Stretching long and lean down its narrow and restrictive three-metre-wide site, Riley’s Terrace becomes an interplay of closed and open elements. As a key part of the design language of the tightly woven streets of Redfern in Sydney, the terrace is lined up amongst similar typologies. As the architect’s own home, her intimate knowledge of the area and how the home previously functioned provided the ultimate launch pad for her first project wearing the ‘client’s shoes’. Adele McNab Architecture resultingly uses her own curiousness with a heightened eye for detail and tactility to propose a home for her growing family, reflecting how they live now and with anticipation of their future.

The creation and placement of the internal courtyard space both opens up the floor plan and inserts an almost breathing heart into the centre of the home; uncovered and moving from the front portion to the rear, it ensures a reminder of the elements.

Owner-built, together with carpentry by Maple Design + Construct and joinery by UltraForm Joinery, Riley’s Terrace is founded on three core principles. The first is the engagement with natural light, which is a typical first move for any heritage adaptation. The creation and placement of the internal courtyard space both opens up the floor plan and inserts an almost breathing heart into the centre of the home; uncovered and moving from the front portion to the rear, it ensures a reminder of the elements. The opening then allows for a generous pull of both light and ventilation across the site. The second principle is the reworking of the home’s planning to create efficiency. Integrated joinery conceals and supports the everyday rituals of the home, while the creation of a ‘laneway’ building to the rear addresses the external landscape and stretches the program of the home outwards.

The third principle is founded on ideas of community and openness. The new form clearly identifies with the home through a warm timber façade, opening up to the lane and encouraging interaction with neighbours. Having lived in the terrace for a number of years, it was a time of uncertainty that spurred the need for change. Expecting her first child, the home became part experiment and part personal expression, creating opportunities for interconnections across the site.
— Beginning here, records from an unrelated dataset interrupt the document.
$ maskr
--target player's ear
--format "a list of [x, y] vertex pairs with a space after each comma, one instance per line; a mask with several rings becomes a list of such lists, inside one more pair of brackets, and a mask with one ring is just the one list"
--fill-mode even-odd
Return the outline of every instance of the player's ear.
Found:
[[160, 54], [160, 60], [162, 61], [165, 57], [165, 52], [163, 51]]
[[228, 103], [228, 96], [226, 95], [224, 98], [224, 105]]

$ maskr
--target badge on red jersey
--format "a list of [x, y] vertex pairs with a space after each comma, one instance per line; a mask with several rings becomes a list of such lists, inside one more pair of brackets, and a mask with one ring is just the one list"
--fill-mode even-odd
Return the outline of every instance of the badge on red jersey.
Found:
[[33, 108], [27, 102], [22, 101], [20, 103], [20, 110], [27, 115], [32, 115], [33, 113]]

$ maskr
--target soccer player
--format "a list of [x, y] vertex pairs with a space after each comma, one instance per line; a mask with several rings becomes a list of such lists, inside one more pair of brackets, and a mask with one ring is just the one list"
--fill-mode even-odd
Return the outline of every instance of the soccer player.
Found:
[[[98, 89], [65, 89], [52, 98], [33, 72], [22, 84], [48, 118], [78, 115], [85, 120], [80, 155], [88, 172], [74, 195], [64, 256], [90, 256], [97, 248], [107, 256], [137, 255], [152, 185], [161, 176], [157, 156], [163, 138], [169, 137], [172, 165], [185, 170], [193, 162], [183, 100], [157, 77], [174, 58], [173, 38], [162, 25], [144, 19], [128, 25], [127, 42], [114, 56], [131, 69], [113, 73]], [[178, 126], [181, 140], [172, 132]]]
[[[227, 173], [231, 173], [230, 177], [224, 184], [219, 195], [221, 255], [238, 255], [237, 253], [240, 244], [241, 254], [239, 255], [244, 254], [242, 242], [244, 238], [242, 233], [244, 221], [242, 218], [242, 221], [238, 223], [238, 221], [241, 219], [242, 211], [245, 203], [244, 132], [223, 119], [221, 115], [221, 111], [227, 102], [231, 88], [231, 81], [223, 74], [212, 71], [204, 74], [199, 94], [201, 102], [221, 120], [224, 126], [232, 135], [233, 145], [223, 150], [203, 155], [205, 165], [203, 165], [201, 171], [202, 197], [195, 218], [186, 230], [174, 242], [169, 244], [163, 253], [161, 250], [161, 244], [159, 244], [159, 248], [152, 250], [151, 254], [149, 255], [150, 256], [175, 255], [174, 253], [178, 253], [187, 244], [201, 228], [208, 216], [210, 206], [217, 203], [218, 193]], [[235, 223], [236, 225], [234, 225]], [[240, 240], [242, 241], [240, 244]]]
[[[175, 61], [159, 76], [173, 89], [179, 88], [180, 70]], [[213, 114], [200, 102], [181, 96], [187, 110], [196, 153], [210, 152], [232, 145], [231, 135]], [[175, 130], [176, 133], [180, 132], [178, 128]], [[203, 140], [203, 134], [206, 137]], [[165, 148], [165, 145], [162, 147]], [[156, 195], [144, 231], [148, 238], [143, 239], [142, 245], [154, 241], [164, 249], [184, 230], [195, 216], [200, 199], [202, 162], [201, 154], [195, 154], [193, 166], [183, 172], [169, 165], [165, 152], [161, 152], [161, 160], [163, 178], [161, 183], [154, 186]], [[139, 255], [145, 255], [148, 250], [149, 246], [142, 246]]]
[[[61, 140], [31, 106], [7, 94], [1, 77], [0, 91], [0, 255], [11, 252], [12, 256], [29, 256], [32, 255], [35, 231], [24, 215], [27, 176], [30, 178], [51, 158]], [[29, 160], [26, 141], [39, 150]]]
A sense of restraint underpins the structure, while insertions of stone and metals elevate and are layered upon a mostly raw, honest palette of materials.

A sense of restraint underpins the structure, while insertions of stone and metals elevate and are layered upon a mostly raw, honest palette of materials.

Riley’s Terrace focuses on openness at its core, where Adele McNab Architectures connects both internally and beyond the building edge, adding value to the home and to the area equally.